FileVault

Use the FileVault profile configuration to turn on FileVault disk encryption on devices and to select recovery key options when:

Note: Requires macOS 10.9 or later.
Enforce FileVault Select this option to prevent device users from turning off FileVault disk encryption on devices once enabled from SOTI MobiControl.
Recovery Key Type Use one of the following options to enable FileVault disk encryption on devices.

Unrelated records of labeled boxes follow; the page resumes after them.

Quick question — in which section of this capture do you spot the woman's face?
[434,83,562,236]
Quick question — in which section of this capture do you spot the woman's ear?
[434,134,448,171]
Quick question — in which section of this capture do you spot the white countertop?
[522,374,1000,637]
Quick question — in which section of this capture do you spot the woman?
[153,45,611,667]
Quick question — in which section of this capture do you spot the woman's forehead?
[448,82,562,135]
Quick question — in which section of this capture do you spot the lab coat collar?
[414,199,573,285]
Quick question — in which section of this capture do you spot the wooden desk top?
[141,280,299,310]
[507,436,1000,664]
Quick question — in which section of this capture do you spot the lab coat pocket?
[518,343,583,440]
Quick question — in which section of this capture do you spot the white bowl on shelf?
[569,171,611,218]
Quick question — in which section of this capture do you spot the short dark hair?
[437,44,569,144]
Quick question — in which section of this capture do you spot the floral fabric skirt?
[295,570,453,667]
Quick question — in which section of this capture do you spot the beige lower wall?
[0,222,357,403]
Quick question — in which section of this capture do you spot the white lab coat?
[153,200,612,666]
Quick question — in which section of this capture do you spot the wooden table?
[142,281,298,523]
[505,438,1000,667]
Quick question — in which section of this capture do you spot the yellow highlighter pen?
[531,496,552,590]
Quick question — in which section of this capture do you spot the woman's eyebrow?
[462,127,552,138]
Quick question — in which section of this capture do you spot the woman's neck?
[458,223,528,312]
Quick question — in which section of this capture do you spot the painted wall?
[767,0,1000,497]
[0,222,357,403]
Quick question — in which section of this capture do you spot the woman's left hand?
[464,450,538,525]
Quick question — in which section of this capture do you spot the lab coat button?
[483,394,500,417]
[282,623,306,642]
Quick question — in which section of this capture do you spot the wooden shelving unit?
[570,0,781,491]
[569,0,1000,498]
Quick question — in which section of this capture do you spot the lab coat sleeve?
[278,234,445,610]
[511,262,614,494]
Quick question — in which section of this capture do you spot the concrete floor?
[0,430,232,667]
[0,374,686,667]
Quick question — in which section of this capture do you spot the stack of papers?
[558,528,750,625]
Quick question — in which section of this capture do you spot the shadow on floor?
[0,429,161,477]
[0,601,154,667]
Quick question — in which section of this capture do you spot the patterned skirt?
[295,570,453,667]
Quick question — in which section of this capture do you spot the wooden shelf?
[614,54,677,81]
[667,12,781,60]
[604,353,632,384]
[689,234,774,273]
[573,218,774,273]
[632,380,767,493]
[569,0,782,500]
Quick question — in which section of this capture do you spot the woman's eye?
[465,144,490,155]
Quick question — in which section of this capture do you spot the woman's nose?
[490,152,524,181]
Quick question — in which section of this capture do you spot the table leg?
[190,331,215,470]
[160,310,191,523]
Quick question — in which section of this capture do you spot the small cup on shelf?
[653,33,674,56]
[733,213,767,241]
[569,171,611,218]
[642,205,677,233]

  • Personal Recovery Key: Select this option to have devices encrypted using a personal recovery key generated by the device.
  • Institutional Recover Key: Select this option to have devices encrypted using an institutional recovery key.
  • Both: Select this option to:
    • Enable device users to use an institutional recovery key
    • Create a personal recovery key
Institutional Recovery Key Certificate If the recovery key type uses an institutional recovery key, select the institutional recovery key certificate from this list.
Show Personal Recovery Key If this option is selected, the personal recovery key will not be displayed to the user even after FileVault is enabled.
Store Personal Recovery Key in SOTI MobiControl Select this option to enable the device user to store the personal recovery key on the SOTI MobiControl server in an encrypted format.
Encryption Certificate Use this option to manage the PRK Encryption Certificate, see Encrypting Personal Recovery Key and PRK Encryption Certificate.
Require to Unlock FileVault After Hibernation If this option is selected, the password will be required to unlock the disk after hibernation and to restore the disk to the last saved state.